Now, while the proposition which we have here formulated contains a true description of the external features of the chattel mortgage, it does not by any means embody a correct statement of its judicial effects. A visit to any recorder's office in a common-law State will supply abundant proof that chattel mortgages are commonly drawn in the form of a straight sale, to which a clause of defeasance is added, declaring that in case the debt is paid or other obligation performed the contract will be void. But the form of the contract is merely a heritage from the remote past, and does not be any means reveal the exact import of the transaction. Every person, however superficially versed in American and English law, knows that in equity the mortgage, however drawn, is to be treated as a mere security. The contract in fact merely imposes on the mortgaged property a subsidiary obligation by which it is bound for the debt or other principal obligation of the mortgagor. This is the equitable conception of the mortgage; and ever since the English Court of Chancery attained to supremacy in this department of jurisprudence, mortgages have been dealt with in this sense in every land where English law has taken root. The old formulas may, it is true, remain, but a new spirit has been breathed into them. And of course sooner or later the ancient forms are discarded. Look, for instance, at the form of a chattel mortgage given in section 5 of Act No. 1508, where it is said that the mortgagor "conveys and mortgages." This means "conveys by way of mortgage;" and the word "mortgages" alone would of course be equally effective. In fact we note that in the contract executed in the present case, it is merely said that Elias Aboitiz "mortgages" the automobiles to which the contract relates. In describing the chattel mortgage as a conditional sale we are merely rattling the bones of an antiquated skeleton from which all semblance of animate life has long since departed. The author of Section 3 of the Chattel Mortgage Law was most unhappy in his effort to elucidate to civilian jurists the American conception of the contract of mortgage.

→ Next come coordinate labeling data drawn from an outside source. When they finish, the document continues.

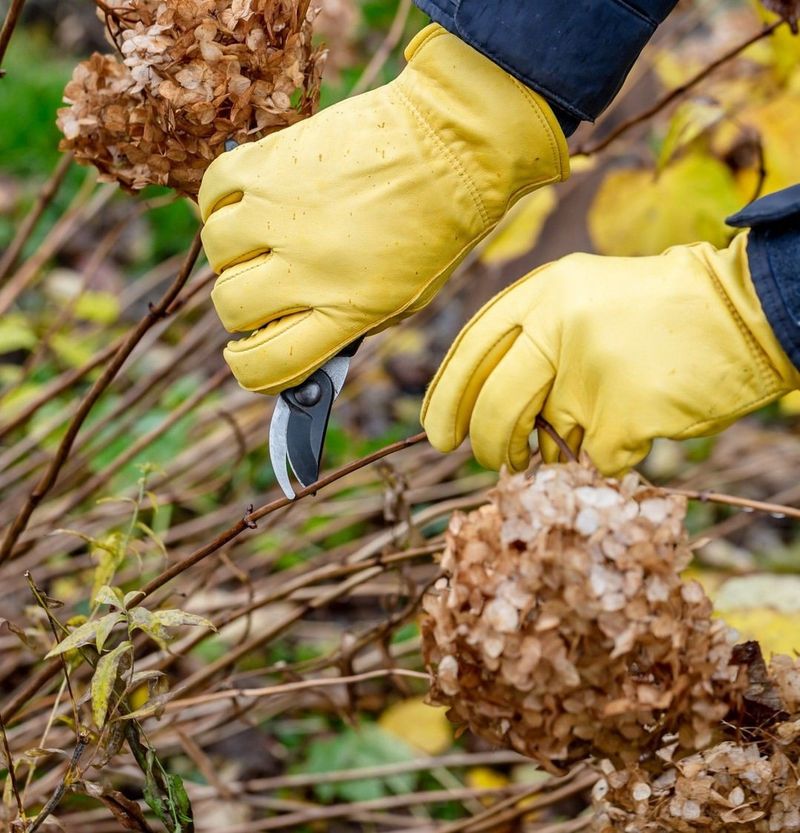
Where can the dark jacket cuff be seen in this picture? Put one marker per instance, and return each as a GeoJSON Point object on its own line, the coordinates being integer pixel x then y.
{"type": "Point", "coordinates": [576, 54]}
{"type": "Point", "coordinates": [773, 252]}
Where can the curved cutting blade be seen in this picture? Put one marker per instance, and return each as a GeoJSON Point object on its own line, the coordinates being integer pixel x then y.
{"type": "Point", "coordinates": [278, 449]}
{"type": "Point", "coordinates": [308, 424]}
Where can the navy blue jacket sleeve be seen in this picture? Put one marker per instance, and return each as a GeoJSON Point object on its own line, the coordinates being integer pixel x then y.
{"type": "Point", "coordinates": [576, 53]}
{"type": "Point", "coordinates": [773, 252]}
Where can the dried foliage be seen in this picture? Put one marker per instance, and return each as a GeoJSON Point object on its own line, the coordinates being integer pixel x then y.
{"type": "Point", "coordinates": [564, 629]}
{"type": "Point", "coordinates": [314, 603]}
{"type": "Point", "coordinates": [190, 75]}
{"type": "Point", "coordinates": [749, 784]}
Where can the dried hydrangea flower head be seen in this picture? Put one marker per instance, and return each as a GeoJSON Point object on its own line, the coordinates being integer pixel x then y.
{"type": "Point", "coordinates": [563, 628]}
{"type": "Point", "coordinates": [747, 786]}
{"type": "Point", "coordinates": [190, 75]}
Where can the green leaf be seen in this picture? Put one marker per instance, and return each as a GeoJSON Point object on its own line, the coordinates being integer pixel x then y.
{"type": "Point", "coordinates": [107, 624]}
{"type": "Point", "coordinates": [172, 805]}
{"type": "Point", "coordinates": [109, 553]}
{"type": "Point", "coordinates": [86, 633]}
{"type": "Point", "coordinates": [109, 595]}
{"type": "Point", "coordinates": [130, 596]}
{"type": "Point", "coordinates": [103, 680]}
{"type": "Point", "coordinates": [173, 617]}
{"type": "Point", "coordinates": [16, 333]}
{"type": "Point", "coordinates": [364, 748]}
{"type": "Point", "coordinates": [140, 618]}
{"type": "Point", "coordinates": [152, 536]}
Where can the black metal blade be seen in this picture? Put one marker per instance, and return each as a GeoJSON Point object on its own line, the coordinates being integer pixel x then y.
{"type": "Point", "coordinates": [308, 423]}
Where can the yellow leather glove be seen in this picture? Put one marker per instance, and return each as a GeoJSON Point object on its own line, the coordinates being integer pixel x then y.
{"type": "Point", "coordinates": [345, 223]}
{"type": "Point", "coordinates": [613, 352]}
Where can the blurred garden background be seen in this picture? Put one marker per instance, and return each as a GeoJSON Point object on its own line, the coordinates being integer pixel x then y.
{"type": "Point", "coordinates": [135, 481]}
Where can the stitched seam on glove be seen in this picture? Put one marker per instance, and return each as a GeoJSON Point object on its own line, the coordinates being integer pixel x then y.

But whatever conclusion may be drawn in the premises with respect to the true nature of a chattel mortgage, the result must in this case be the same; for whether the mortgagee becomes the real owner of the mortgaged property — as some suppose — or acquires only certain rights therein, it is none the less clear that he has after default the right of possession; though it cannot be admitted that he may take the law into his own hands and wrest the property violently from the possession of the mortgagor. Neither can he do through the medium of a public officer that which he cannot directly do himself. The consequence is that in such case the creditor must either resort to a civil action to recover possession as a preliminary to a sale, or preferably he may bring an action to obtain a judicial foreclosure in conformity, so far as practicable, with the provisions of the Chattel Mortgage Law.

Only a few words will be added with reference to the question whether this court has jurisdiction to entertain the present proceeding. In this connection it is insisted by the attorneys for the respondent that the sheriff is an officer of the Court of First Instance and the petitioner should, so it is insisted, address himself to that court as the proper court to control the activities of the sheriff. While this criticism would be valid if the purpose were to control the sheriff in the matter of carrying into effect any judgment, order, or writ of a Court of First Instance, it is not applicable in a case like the present where the act to be done is defined by general law and has no relation to the office of sheriff as the executive officer of the Court of First Instance. As to such activities this court must be considered to have concurrent jurisdiction with the Court of First Instance under section 515 of the Code of Civil Procedure.

The demurrer must be sustained, and the writ prayed for will be denied. It is so ordered, with costs against the petitioner.

Mapa, C.J., Araullo, Avanceña and Villamor, JJ., concur.